Published online by Cambridge University Press: 20 February 2024
In 2019, the municipal council of the island of Muharraq in Bahrain considered a petition to recognize a neighbourhood of a town called Dayr by its historic local name, an Arabic phrase meaning “Neighbourhood of the Monk.” “Dayr” itself is the Arabic word for monastery, and together the two names recall flourishing Christian communities along the shores of the Persian Gulf, one centred around monasteries and individual holy men often believed to have miraculous powers. These Christians lived in a multi-religious Gulf too little known today, such that when in 2021 Jewish communities of the six Arab Gulf states established the Beth Din of Arabia as a new religious court for civil disputes over personal status issues, inheritance law, and kosher certification, news outlets called it the region’s first communal organization, even though it might also have been cast as a rebirth of a once thriving Jewish religious life in the region.
The existence of Christian, Jewish, and Zoroastrian communities in the medieval Persian Gulf is too often obscured even in scholarly overviews of the region’s history, which still often focus on a narrative of Islam sweeping quickly across the peninsula and beyond, even though for other regions of the Middle East the fact that it was centuries before Islam became the majority religion has long been recognized. One problem has been that the most complete sources, those in Arabic, exist only from the 800s and later, while the Gulf sources from earlier times are more restricted in scope and often treated only by their own specialists. Taken together, however, they reveal a tapestry of people seeking their way amidst life’s trials in a multi-confessional religious culture of both conflict and coexistence.

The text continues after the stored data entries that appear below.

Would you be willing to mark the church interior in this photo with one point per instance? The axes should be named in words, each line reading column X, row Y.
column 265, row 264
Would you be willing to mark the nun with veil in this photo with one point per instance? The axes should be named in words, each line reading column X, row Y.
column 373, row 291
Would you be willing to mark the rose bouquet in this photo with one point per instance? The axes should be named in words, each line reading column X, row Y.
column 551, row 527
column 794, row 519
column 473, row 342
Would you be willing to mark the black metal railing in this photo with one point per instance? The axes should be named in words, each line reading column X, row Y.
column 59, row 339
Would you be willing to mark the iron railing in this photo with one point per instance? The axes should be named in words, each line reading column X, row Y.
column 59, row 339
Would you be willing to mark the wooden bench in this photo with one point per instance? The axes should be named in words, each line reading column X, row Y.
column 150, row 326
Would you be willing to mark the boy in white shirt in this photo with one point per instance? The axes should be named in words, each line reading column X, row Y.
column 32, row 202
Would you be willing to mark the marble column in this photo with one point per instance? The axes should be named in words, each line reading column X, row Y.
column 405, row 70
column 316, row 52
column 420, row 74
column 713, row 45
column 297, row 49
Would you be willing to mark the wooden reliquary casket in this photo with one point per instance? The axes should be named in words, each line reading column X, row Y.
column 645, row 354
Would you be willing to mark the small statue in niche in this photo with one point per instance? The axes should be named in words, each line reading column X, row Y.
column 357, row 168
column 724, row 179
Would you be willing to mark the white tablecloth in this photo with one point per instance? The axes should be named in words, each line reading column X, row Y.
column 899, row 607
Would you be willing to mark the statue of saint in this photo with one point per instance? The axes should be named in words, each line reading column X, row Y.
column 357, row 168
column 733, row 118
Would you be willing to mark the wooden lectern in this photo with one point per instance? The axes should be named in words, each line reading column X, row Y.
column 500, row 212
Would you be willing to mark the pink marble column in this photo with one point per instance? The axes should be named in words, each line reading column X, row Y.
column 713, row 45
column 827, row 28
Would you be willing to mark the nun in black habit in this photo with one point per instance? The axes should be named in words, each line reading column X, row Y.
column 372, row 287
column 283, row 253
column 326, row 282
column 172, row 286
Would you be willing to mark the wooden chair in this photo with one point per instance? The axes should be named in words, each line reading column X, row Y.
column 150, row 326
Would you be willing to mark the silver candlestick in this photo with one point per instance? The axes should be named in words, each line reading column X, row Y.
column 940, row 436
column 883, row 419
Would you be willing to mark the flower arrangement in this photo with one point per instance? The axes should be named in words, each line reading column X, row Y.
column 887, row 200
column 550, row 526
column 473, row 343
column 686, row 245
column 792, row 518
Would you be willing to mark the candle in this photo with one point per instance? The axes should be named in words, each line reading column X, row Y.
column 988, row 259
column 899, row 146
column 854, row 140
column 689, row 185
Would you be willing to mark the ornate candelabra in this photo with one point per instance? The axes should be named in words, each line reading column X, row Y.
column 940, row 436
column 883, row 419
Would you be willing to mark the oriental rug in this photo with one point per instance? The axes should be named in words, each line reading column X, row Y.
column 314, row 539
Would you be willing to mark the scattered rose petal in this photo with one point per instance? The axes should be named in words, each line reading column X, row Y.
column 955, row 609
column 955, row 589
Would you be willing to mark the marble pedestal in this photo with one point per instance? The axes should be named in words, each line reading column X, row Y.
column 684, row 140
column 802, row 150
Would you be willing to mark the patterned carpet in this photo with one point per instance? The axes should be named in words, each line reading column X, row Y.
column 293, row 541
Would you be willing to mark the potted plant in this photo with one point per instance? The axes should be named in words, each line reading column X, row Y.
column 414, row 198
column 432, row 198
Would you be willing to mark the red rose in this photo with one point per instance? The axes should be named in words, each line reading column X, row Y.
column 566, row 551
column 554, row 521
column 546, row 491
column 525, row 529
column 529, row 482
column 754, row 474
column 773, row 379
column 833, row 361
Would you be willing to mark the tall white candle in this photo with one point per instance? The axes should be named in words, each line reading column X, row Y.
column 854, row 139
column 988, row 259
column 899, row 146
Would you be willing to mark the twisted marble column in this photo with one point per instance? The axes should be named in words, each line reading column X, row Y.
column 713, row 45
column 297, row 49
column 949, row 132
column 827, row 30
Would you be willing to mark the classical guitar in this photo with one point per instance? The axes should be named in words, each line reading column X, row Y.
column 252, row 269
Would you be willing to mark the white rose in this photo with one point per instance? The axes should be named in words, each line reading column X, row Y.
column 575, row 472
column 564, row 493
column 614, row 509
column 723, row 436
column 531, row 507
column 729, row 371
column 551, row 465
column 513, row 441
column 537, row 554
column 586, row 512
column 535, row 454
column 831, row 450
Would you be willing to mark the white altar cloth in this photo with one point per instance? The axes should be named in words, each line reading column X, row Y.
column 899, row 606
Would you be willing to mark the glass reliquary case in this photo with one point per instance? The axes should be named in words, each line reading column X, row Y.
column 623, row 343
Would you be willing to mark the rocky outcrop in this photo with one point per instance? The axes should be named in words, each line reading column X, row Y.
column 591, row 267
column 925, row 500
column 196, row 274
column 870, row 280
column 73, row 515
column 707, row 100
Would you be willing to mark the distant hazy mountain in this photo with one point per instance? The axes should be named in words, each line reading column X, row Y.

Religious Communities of the Sasanian Era
Prior to the rise of Islam, the dominant Persian Gulf power was the Sasanian Empire, which ruled Iran and Mesopotamia since the third century. The religion which formed the ideological basis of Sasanian rule was Zoroastrianism, though exactly what that consisted of during the period is uncertain, as our most systematic accounts are from ninth and tenth-century digests of Sasanian-era Zoroastrian texts. Called by its adherents simply the “Good Religion,” Zoroastrianism was grounded in a collection of texts collectively called the Avesta, which refer to the teachings of an ancient figure named Zarathushtra, or Zoroaster to the Greeks.